Those no-good kids, with their hula hoops and their clouds. Back in my day, there was only one Cloud in gaming, and he carried a sword twice his height like a real man does. New technology confuses and angers me, and you better believe Nintendo feels the same way. Cloud gaming is the future? Not according to Satoru Iwata, it isn't. Those damn kids!
"A cloud is an attempt to process information online on a server, as opposed to doing so on individual machines in the hands of the users," explained the boss man. "What this implies is, since the time to transmit data over an Internet connection is never negligible, there is always some latency before you receive the result of your input."
Iwata stated that, while some games may not be affected by such latency, titles relying on quick responses, such as action games, simply won't work. It's a similar argument used by fighting game fans, who won't take their battles online due to the way lag affects intricate, frame-reliant interactions.
"By the laws of physics," he explained, "it always takes some time to transmit data, and given the current level of Internet technology, there is bound to be some latency during the processes of a server receiving data, producing images instantly and sending them back.
"There are many things that cloud gaming cannot do by design, but this fact has not been communicated well to the public, and I find it strange that many people claim that cloud gaming is the future."
For the Nintendo executive, a far more pressing issue concerns the future of dedicated gaming consoles and handhelds. He believes the industry should be dealing with that and get its head out of the cloud.
"In this sense, what we should be discussing is not cloud gaming but whether dedicated gaming platforms will eventually die out and whether handheld gaming devices and home consoles will one day be unified. Naturally, our stance is that dedicated gaming platforms will not die out and we are determined to create a future where they will not."
Iwata's vision of the future includes creating software that works on more than one system, as opposed to remaining tied to a home console or portable machine.

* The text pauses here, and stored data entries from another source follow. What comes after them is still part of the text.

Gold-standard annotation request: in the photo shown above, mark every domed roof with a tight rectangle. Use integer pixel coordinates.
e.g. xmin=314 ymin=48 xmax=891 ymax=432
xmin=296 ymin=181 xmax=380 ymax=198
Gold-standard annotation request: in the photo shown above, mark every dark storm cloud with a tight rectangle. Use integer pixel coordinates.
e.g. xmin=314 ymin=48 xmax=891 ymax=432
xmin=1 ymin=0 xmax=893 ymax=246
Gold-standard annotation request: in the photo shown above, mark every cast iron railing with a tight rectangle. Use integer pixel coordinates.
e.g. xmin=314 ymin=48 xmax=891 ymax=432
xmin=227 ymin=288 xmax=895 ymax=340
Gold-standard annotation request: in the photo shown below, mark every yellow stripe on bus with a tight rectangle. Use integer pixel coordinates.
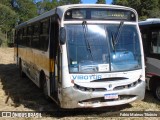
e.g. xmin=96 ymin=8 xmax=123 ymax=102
xmin=17 ymin=47 xmax=55 ymax=73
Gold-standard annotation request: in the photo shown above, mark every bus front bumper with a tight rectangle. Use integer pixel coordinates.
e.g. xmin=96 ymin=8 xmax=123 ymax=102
xmin=60 ymin=81 xmax=145 ymax=108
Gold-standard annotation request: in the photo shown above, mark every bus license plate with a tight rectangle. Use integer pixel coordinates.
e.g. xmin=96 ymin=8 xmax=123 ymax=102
xmin=104 ymin=93 xmax=118 ymax=99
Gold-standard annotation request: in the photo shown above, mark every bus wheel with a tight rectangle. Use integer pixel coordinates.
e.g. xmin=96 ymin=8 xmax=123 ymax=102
xmin=41 ymin=74 xmax=50 ymax=100
xmin=154 ymin=83 xmax=160 ymax=101
xmin=19 ymin=59 xmax=26 ymax=78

"At the moment, we only have our current handheld devices and home consoles because if we tried to make more platforms, our development resources would be spread too thinly. The more we can share software across different platforms, the more development resources will be left for something else. Platform integration does not mean creating one type of platform, but the point is that the united method of software development will enable us to share our most precious software assets across different hardware.
"It is natural that there will be more things that battery-run devices can do thanks to technological advances and game consoles will become more powerful. However, if we try to linearly pursue this direction, software development will become so complicated that we will eventually face a situation where cost recovery becomes a serious issue. Therefore we feel that we are nearing a saturation point in terms of simply improving performance or enhancing graphics. What is far more important for the future of video games is whether we can make new propositions in other aspects and create games out of something that people never expected to see in the form of a game."
Nintendo's history with online connectivity hasn't exactly been glorious, the company notoriously slow on the uptake when it comes to anything Internet-related. With that in mind, I don't know if it's the right company to start telling us what cloud gaming will and won't be able to do in the future.
That said, Iwata's not being insensible on the topic of futureproofing the industry. It's becoming clear that consoles are increasingly harder to justify, and game development is struggling more and more with the mounting costs and competing entertainment sources. Whether Nintendo is on the right track, especially with the Wii U not setting the world on fire, remains to be seen.